Despite Amazon's bypassing of Newark for the location of its second North America headquarters, New Jersey businesses and public officials alike are saying the state has not quite been left in the dust.
Amazon will split its much-anticipated HQ2 between Northern Virginia's Crystal City and Long Island City, N.Y. The e-commerce giant listed Newark as one of 20 finalists.
But many statewide public officials and business executives still believe the region has a lot to gain from the placement of the HQ2 just over the Hudson River.
“I think there’s going to be either a direct or indirect benefit for this part of the state — not just Newark, but this part of the state,” Gov. Phil Murphy said Tuesday at the annual Jersey City Summit for Real Estate Investment.
Murphy called Jersey City a “smart investment” with better access to the financial hubs of Manhattan than “Staten Island or Queens, or even on many days, good luck with Manhattan.”
Former Lt. Gov. Kim Guadagno, now a partner at the law firm Connell Foley LLP and the opening speaker at the summit, told NJBIZ many workers at Amazon’s second headquarters would likely be priced out of places such as Brooklyn, Manhattan and Queens.
They would in turn flock to Jersey City, which she called the “sixth borough” of New York City, and in surrounding towns in the Hudson River area.
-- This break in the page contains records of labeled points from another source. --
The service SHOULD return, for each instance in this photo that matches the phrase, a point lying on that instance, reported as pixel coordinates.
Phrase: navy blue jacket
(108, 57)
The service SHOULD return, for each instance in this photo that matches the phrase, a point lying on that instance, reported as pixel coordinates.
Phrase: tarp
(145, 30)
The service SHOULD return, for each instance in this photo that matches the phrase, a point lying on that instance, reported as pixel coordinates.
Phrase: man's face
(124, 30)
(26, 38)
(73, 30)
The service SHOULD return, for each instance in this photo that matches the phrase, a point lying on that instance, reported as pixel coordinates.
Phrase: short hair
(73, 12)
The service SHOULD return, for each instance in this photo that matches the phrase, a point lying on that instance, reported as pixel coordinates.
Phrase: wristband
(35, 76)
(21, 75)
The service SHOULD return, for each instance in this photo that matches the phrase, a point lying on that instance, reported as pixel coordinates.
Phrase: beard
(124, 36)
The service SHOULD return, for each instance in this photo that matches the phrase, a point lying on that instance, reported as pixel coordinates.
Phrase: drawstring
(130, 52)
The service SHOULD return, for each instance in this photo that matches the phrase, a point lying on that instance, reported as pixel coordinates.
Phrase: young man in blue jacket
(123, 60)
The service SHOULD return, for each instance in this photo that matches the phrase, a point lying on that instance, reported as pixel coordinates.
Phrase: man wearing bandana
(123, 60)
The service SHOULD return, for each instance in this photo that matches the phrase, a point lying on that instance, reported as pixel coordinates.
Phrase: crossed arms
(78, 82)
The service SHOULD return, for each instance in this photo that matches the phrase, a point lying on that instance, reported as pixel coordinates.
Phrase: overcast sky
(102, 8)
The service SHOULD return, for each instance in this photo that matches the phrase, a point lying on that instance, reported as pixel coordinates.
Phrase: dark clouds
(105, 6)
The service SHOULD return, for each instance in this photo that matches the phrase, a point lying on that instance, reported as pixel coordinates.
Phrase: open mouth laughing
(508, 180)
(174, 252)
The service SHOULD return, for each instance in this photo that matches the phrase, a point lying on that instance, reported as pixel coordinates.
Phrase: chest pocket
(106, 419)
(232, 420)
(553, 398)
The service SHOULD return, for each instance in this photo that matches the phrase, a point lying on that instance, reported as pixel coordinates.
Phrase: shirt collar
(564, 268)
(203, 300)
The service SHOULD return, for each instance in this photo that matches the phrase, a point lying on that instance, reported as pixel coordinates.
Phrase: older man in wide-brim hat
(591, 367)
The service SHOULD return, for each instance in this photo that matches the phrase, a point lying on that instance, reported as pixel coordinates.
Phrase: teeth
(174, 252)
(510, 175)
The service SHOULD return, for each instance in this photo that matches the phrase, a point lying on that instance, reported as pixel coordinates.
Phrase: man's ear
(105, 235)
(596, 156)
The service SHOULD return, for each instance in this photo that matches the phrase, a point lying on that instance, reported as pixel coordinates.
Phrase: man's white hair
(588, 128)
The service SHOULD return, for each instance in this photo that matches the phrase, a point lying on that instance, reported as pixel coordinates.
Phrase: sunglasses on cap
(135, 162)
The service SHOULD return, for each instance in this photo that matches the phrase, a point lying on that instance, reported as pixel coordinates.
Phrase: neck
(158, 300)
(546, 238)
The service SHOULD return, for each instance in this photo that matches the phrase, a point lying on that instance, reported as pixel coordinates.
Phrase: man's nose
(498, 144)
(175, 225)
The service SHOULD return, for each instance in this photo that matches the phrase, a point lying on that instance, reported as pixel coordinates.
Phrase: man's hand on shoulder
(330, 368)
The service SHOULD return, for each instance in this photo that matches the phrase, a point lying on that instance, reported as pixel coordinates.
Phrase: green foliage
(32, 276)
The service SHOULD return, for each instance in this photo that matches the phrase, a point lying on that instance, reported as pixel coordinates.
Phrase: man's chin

“I think that we’re lucky to have an expensive city like New York right across the river because of the amount of opportunity here in Harrison, in Newark and in Jersey City, to grab the population from New York City,” Guadagno said.
And with the population influx, she added, would come the growth of the Jersey City economy.
“It’s still going to be a big impact, because [Amazon is] building in New Jersey and they’re growing in New Jersey,” said Sherif Abouzied, the summit’s founder. “I think it will be a win-win for everybody.”
“It means very good things for the whole region. I think it’s going to lead to other things,” he added. “The fact that Newark is going to have MetroLab, Audible. All these conferences and all these events that are happening, those aren’t going to stop. And the fact that when people visit this area, they hear and they see and they know what’s happening, and that’ll only spur more growth.”
Murphy said communities like Jersey City will continue to undergo high-traction growth in the coming years.
“Jersey City is so much more than just an affordable alternative for people becoming increasingly priced out of places like Brooklyn. It’s the place to launch a groundbreaking business, just as it is the perfect place to raise a family,” Murphy said.
Marshall Tycher, founder and chairman of real estate company Roseland Residential Trust, reiterated the notion that Jersey City would feel the boost of Amazon’s presence in Long Island City, as many people try to get to New Jersey for affordable housing.
“You have a tremendous opportunity… that now new office tenants outside of the financial back-offices are trying to create more demand for Jersey City office space,” Tycher said. “That has a revolving effect as your partner businesses continue to grow.”
Meanwhile, investor and real-estate developer Jonathan Kushner, president of Bridgewater-based The KRE Group and cousin of White House Senior Advisor Jared Kushner, said Amazon’s presence would boost the marketability of any property in Jersey City.
“We look at everything: transportation to job growth to Amazon coming,” Kushner said.